## Task 1a: How to Check Frequency Distribution and Normality in SAS

The SAS procedure, proc univariate, generates descriptive and summary statistics that are useful in describing the characteristics of a distribution. These statistics can also be used to determine whether parametric (for a normal distribution) or non-parametric tests are appropriate to use in your analysis. As noted in the Clean & Recode Data module it is advisable to check for extreme weights and outliers before starting any analysis.

### Step 1: Use the univariate procedure to generate descriptive statistics in SAS

Use the SAS procedure, proc univariate, to generate descriptive statistics. The frequency distribution can be presented in table or graphic format. The freq option generates the frequency distribution in tabular form by listing the number of observations for each value of the variable. Due to the large sample size and the possibility of a long list of different values, it is not reasonable to request the freq option for variables that are not nominal or ordinal. The plot option generates the frequency distribution in graphic form (histogram, box, and normal probability plots), and the normal option generates statistics to test the normality of the distribution.

IMPORTANT NOTE

These programs use variable formats listed in the Tutorial Formats page. You may need to format the variables in your dataset the same way to reproduce results presented in the tutorial.

SAS Univariate Procedure for Descriptive Statistics
Statements Explanation

proc sort data=analysis_data ;

by riagendr age;

run ;

Use the sort procedure to sort data by the same variables used in the by statement of the univariate procedure. In the example, data is sorted by gender (riagendr) and age (age).

PROC UNIVARIATE PLOT NORMAL ;

Use the univariate procedure to generate descriptive statistics, which include number of missing values, mean, standard errors, percentiles, and extreme values. Use the plot option to generate histogram, box and normal probability plots, and the normal option to generate statistics to test normality.

In this example, plots (plot) and normality test statistics (normal) are requested and the results will be sorted and generated separately for each combination of the variables on the by statement.

where ridageyr >= 20 ;

Use the where statement to select those 20 years and older.

by riagendr age;

The by statement determines the groups (all combinations of the variables defined by the var statement) that separate descriptive statistics will be produced. This statement should match the by statement in the sort procedure preceding it.

VAR lbxtc;

Use the var statement to indicate variable(s) for which descriptive measures are requested. In this example, the total cholesterol variable (lbxtc) is used.

FREQ wtmec4yr;

run ;

Use the freq option with the appropriate sample weight yields an estimate of the standard deviation whose denominator is the estimated population size. In this example, the 4-year examination weight (wtmec4yr) is used.

WARNING

The freq option, with the appropriate sample weight, yields an estimate of the standard deviation whose denominator is an estimate of the population size, i.e., the sum of the the sample weights. Using the weight option instead of the freq option yields an estimate of the standard error whose denominator is the sample size.

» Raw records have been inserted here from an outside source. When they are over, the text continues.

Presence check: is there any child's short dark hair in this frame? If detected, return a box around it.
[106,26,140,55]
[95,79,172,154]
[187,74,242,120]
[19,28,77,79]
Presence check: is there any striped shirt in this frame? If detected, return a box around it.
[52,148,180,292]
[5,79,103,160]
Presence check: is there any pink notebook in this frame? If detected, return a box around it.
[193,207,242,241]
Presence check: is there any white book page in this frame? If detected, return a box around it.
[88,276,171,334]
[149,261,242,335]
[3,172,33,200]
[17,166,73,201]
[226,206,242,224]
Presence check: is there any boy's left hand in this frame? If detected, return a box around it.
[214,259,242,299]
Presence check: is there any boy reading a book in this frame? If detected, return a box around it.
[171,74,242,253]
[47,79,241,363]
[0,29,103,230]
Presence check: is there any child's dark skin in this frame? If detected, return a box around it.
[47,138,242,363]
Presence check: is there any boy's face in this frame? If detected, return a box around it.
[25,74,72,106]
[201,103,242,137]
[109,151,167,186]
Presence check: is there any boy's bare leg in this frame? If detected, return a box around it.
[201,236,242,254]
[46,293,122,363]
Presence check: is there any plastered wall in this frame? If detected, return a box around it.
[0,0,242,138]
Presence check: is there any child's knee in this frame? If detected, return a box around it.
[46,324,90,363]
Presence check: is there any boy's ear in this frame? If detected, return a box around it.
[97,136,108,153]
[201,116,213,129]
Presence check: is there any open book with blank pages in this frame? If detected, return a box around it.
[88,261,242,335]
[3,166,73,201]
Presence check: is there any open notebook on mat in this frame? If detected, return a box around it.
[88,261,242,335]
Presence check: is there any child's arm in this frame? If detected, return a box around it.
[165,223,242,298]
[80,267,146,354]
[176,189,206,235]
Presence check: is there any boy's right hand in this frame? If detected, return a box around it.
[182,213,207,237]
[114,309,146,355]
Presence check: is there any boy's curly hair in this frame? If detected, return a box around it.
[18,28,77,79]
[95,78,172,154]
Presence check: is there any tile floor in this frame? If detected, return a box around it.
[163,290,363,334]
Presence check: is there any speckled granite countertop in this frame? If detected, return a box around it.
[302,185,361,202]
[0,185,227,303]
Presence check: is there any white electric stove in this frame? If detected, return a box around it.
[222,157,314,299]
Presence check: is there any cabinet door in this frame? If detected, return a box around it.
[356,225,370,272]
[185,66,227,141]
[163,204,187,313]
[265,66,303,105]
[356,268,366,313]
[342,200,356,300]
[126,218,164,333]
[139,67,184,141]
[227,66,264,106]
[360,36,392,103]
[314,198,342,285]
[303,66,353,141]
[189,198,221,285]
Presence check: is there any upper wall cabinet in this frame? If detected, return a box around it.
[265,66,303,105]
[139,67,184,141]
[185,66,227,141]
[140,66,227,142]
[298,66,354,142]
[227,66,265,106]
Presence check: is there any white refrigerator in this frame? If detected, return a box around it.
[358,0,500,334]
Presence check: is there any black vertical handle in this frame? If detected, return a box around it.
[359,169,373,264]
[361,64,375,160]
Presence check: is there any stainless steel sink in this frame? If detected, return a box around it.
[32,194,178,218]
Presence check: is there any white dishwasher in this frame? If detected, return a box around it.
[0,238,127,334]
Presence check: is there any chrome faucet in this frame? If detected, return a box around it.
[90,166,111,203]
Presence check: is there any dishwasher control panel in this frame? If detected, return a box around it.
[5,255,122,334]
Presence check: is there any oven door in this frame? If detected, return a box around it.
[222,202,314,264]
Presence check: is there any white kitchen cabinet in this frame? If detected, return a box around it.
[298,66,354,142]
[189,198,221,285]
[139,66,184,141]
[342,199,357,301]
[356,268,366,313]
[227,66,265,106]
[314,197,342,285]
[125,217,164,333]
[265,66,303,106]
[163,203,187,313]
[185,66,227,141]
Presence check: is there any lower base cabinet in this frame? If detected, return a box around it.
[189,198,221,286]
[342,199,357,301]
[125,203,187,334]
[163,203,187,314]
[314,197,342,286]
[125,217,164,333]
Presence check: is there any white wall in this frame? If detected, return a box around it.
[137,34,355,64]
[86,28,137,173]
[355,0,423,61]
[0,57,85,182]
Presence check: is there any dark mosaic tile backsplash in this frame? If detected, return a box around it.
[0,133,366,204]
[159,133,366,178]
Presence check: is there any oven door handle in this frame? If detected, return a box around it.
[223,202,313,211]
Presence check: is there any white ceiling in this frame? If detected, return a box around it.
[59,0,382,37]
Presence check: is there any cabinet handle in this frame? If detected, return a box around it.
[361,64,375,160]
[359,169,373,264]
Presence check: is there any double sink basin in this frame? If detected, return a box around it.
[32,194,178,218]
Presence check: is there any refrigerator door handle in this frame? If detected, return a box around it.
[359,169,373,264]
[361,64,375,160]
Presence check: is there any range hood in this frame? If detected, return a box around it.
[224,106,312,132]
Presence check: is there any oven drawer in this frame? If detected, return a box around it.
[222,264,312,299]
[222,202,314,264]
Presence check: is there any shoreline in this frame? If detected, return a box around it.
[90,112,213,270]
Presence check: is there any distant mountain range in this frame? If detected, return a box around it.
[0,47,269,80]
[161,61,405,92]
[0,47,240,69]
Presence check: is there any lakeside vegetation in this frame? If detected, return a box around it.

### Step 2: Check output of descriptive statistics

The univariate procedure generates extensive descriptive statistics, including moments, percentiles, extremes, missing values, basic statistical measures, and tests for location. Below is a snapshot from the extensive output of the SAS program which shows the result of using the plot and normal options.

• The output is arranged by gender and age group so you can see the results for each combination.
• The standard deviation is a measure of the deviation of the observations for the mean.
• Kurtosis is a measure of the peakedness of the distribution. For SAS, the kurtosis of a normally distributed random variable is 0. A kurtosis greater than 0, as in this example, indicates excess values close to the mean and at the tails of the distribution.
• Skewness is a measure of the departure of the distribution of a random variable from symmetry. The skewness of a normally distributed random variable is 0.
• The standard error of the mean is not correctly calculated and will not be used in this example.
• The output also contains the five lowest and highest values, which are useful for review.
• The histogram for a normally distributed random variable is symmetric  and bell-shaped. For variables based on data collected in a survey, such as NHANES 1999-2002, the distribution will deviate at least slightly from normality. Note the one outlier on the upper tail of the distribution.
• The variable of interest is plotted against a normally distributed random variable. The resulting plot is called a Q-Q plot. If the variable of interest is normally distributed a straight line intersecting the y axis at a 45 degree angle would be obtained. For this example note the outliers in the upper tail of this distribution.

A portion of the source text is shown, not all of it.